NanoTherm has effectively treated glioblastoma brain tumours when used in parallel with radiotherapy. The treatment was approved in Europe in 2010 and is available in six German clinics.
Drugs as time bombs
Some cancer drugs are only effective when packaged up in nanoparticles made of molecule chains called polymers.
Breast and pancreatic cancer drug Abraxane, for instance, FDA-approved in 2005, contains an active ingredient isolated from the pacific yew tree which mixes poorly with water. It has to be knitted up in a protein nanoparticle to be effective when injected into patients.
Other drugs, such as the common cancer therapeutic cisplatin, accumulate more in tumours when stitched up in a polymer nanoparticle than if they were administered alone. This has also been shown to decrease the drug’s toxicity in phase 1 clinical trials.

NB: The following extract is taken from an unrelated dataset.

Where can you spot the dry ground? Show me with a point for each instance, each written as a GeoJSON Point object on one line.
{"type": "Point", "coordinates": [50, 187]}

And recently, a team of Chinese and US scientists developed a method for packaging drugs as polymer nanoparticles in a way that let tumours activate their own time bomb.
They laced porous silicon particles with the drug doxorubicin, packaged as inactive polymer chains. When injected into a tumour, the silicon broke down, slowly releasing the polymers which folded up into nanoparticles and accumulated in cancer cells. The active drug was only released when the particles reached acidic regions inside cancer cells, hitting the cells right at their core.
The team’s method has shown promise in mice implanted with an aggressive, metastatic triple negative breast cancer. Where doxorubicin alone prolonged survival by 19 days, 40% of mice treated with the drug packaged in silicon nanoparticles survived more than 180 days. The team is planning human studies in 2017.
“If this research bears out in humans and we see even a fraction of this survival time, we are still talking about dramatically extending life for many years,” said Mauro Ferrari of the Houston Methodist Research Institute, who was involved in the study.
“That’s essentially providing a cure in a patient population that is now being told there is none.”